Here are two cataracts, distant from each other 28 yards. The upper fall, thirty-four feet in height, declines a little from the perpendicular; the rocks rise out of the channel, and there is one like a pillar, horizontal at the top, by which many persons have passed from one side to the other. Between these falls, the river has formed three round cavities, having the appearance of large caldrons or boilers. In the first, the water is perpetually agitated as if it were boiling; in the second, it is covered with a constant foam; in the third, which is the largest, being 22 feet in diameter, it appears as if spread out in a large cooler.

These cavities are separated from each other by ledges of rock; they communicate, not by the water running over their brim, but by apertures about middle depth in their ledges, wrought out in the course of ages by the action of the water. The lower caldron discharges the water into the last fall through a similar aperture, having the appearance of a door or large window hewn out of the rock. Through this opening, the river rushes in one vast and rapid torrent over a stupendous pile of perpendicular rocks, into a deep and romantic glen.

The noise of its fall is tremendous, and the rocks seem to tremble to their centre, while the mind of the spectator is deeply affected by emotions of wonder and admiration. The height of the rock is 88 feet, and the fall 44.

The most complete view of this magnificent scene, and of the deep and finely-wooded dell, is from the bottom of the great fall, where it has the appearance of a prodigious fountain gushing from the solid rock. It is beheld to most advantage between one and two o'clock in the afternoon, when the sun shines directly in front of it. A vapour constantly ascends from the pool; in sunshine this vapour exhibits all the colours of the rainbow, which, by the constant agitation of the air, disperse, and again appear in the most beautiful combinations.

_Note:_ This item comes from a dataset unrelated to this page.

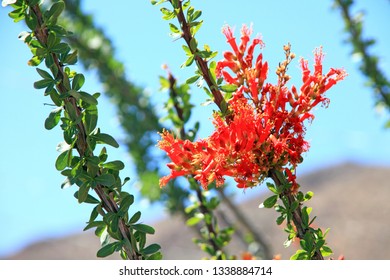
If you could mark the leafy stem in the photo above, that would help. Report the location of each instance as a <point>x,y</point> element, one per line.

The Caldron Linn, in short, is perhaps the greatest natural curiosity, and certainly one of the most sublime objects in Scotland. More than twenty years ago [c.1818] the following extraordinary occurrence happened at this place: a fox, which was hard pursued by a pack of hounds, led them along the banks of the river, till he reached the boiling caldron, which he crossed; the dogs attempted to follow, but being unacquainted with the path, they fell, one after another, into the caldron, and were drowned. Several years ago, a gentleman fell into the same caldron, and was extricated with the greatest difficulty.

The water flow of the Linn is now diminished by a recent hydro-electric scheme commissioned in 1993.

==History==

The Linn was famously visited by Robert Burns in 1787 in the company of his friends Gavin Hamilton and Crauford Tait of Harvireston.